I wanted to post some results from using Bayesian optimization for ranking system weights. So far my conclusion is that I am missing something major, or optimizing ranking system weights has no consistent benefit for future performance of a system compared to say an equal weighted system.
Here is a plot of Bayesian optimized median rolling alpha vs equal weighted median rolling alpha for both the training and validation set for a flattened Small and Micro Focus ranking system on 100 stocks. I apologize for the difference in the groupings as training is a 10 year period and validation is a 1 year period, so you get more spread on the 1 year period. However, you can see that the training equal weights vs optimized weights has around an 8% increase in alpha while the validation set has essentially no improvement in alpha (the median improvement is -2% in fact…)

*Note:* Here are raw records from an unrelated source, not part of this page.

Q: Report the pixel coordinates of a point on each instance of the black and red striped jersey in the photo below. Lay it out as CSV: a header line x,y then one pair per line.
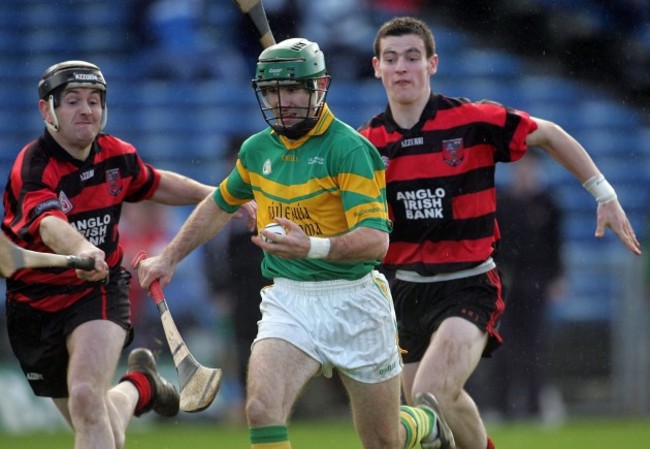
x,y
45,180
440,180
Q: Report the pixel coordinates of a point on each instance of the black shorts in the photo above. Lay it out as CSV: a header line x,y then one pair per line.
x,y
422,307
38,338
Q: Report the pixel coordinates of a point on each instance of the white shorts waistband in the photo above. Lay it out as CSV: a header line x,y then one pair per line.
x,y
316,287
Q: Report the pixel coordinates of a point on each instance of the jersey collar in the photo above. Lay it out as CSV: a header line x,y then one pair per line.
x,y
323,123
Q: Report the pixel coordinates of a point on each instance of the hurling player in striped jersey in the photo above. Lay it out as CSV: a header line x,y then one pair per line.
x,y
440,155
64,195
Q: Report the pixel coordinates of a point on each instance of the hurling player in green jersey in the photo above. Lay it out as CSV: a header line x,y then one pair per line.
x,y
328,308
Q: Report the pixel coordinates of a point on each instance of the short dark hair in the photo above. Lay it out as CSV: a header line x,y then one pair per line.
x,y
401,26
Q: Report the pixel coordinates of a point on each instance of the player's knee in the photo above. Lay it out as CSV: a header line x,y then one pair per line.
x,y
85,402
260,413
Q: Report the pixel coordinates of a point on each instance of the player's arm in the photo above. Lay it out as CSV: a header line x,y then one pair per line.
x,y
62,238
204,223
175,189
360,244
566,150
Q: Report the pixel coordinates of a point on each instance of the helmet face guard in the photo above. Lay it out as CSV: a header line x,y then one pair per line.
x,y
70,75
285,68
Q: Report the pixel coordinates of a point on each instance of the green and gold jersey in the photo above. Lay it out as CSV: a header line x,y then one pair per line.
x,y
328,182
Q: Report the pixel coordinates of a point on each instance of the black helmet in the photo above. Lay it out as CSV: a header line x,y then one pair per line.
x,y
71,74
67,75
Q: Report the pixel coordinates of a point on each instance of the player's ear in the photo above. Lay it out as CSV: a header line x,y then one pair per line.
x,y
433,64
44,108
375,66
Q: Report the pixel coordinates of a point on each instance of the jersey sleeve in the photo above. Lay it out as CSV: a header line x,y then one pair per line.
x,y
30,196
362,183
235,190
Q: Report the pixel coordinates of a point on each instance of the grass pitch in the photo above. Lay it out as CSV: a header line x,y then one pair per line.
x,y
577,434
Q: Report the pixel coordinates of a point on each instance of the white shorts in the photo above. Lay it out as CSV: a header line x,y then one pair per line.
x,y
347,325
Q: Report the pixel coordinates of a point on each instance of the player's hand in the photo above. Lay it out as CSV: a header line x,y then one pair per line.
x,y
294,245
249,212
100,272
611,215
154,268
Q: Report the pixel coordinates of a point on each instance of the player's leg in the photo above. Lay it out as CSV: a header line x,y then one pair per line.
x,y
98,417
277,373
452,356
376,413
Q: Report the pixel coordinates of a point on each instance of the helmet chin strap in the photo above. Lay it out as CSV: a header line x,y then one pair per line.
x,y
54,127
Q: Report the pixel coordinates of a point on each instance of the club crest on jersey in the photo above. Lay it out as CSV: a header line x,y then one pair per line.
x,y
114,181
453,151
66,205
266,169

While this result does not make me think there is no point in optimizing it just makes me think it is not worthwhile for this ranking system. Also I am starting to get into no-longer having a true test set due to the number of variations I ran, so further testing is starting to become meaningless for this ranking system at least.
Here is some more info for those curious:
Universe:
- FRank(“MktCap”) < 75 and FRank(“MktCap”) > 2
- !IsMLP & !IsOTC & !IsUnlisted & !GICS(FINANC)

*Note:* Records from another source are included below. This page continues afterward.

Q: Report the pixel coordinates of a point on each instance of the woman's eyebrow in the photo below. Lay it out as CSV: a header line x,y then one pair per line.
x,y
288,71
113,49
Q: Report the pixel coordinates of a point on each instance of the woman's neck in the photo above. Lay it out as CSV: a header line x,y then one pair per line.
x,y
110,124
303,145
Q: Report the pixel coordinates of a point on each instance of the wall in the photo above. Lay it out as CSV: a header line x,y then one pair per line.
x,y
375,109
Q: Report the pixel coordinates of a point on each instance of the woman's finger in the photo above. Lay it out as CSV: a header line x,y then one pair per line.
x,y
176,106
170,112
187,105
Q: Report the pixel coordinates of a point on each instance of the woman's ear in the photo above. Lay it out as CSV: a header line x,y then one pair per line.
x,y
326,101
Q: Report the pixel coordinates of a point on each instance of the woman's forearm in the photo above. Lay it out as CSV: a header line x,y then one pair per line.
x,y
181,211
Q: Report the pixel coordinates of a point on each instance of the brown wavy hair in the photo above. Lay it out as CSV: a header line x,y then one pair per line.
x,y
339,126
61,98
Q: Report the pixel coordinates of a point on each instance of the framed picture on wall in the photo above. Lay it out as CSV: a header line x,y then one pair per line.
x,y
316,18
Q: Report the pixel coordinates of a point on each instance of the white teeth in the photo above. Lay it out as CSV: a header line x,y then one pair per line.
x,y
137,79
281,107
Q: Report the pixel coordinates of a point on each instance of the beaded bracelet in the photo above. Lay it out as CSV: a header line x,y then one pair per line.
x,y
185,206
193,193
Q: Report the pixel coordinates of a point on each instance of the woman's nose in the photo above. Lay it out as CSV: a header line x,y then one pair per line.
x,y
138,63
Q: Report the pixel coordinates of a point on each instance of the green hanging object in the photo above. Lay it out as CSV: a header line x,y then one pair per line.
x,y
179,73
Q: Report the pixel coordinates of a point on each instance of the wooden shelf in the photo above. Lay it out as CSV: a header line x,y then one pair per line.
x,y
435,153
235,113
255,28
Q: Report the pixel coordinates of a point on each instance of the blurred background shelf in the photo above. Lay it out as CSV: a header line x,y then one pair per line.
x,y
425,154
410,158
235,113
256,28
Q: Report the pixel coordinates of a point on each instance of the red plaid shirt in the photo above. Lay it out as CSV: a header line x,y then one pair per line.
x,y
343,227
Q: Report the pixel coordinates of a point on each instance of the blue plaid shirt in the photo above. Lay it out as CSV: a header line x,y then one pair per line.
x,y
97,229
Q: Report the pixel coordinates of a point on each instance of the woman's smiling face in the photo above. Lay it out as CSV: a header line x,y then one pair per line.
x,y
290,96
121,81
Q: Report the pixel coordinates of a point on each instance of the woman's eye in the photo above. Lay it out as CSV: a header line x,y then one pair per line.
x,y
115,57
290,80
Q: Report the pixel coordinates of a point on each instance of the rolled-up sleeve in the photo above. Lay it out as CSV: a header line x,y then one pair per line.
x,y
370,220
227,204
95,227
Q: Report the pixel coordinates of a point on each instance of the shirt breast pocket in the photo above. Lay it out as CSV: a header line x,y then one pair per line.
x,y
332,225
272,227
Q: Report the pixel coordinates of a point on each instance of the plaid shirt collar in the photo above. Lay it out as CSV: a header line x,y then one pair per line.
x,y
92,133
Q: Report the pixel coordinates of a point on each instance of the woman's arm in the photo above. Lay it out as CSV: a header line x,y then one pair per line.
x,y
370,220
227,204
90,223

- price, volume, and spread limits, but fairly normal
The performance results are from something like a screen, except:
- Run on 1 year validation data sets (30 total train/validate sets with overlap…)
- Variable slippage calc using the close price spread and last weeks volume with a $10k position and 100 stocks
- alpha is relative to the actual universe instead of a benchmark
- alpha is calculated as the median of a rolling 12 week return and then annualized
The Bayesian optimization is:
- For each training period optimization is run 3 times on a 10 year training data set and the weights are averaged. I tried without averaging, but the result is similar, just with more variation.
- Each optimization has 100 random runs and 10 optimization runs. I limit the optimization runs they significantly increase the run time, and I ran the optimization 90 times to get the above plot. So for the sake of time I wanted to limit things… Also when I have tried other random and optimization runs I get similar training and validation performance results.
Note that I have tried longer and shorter training periods, shorter validation periods, varied numbers of optimization runs, and beta instead of alpha as the optimization target among a few others. So far I was able to improve validation test results, but not test results (note I have train data, then validation data, then test data).
I am currently running the same process on a ranking system similar to the core combination, but I expect similar results.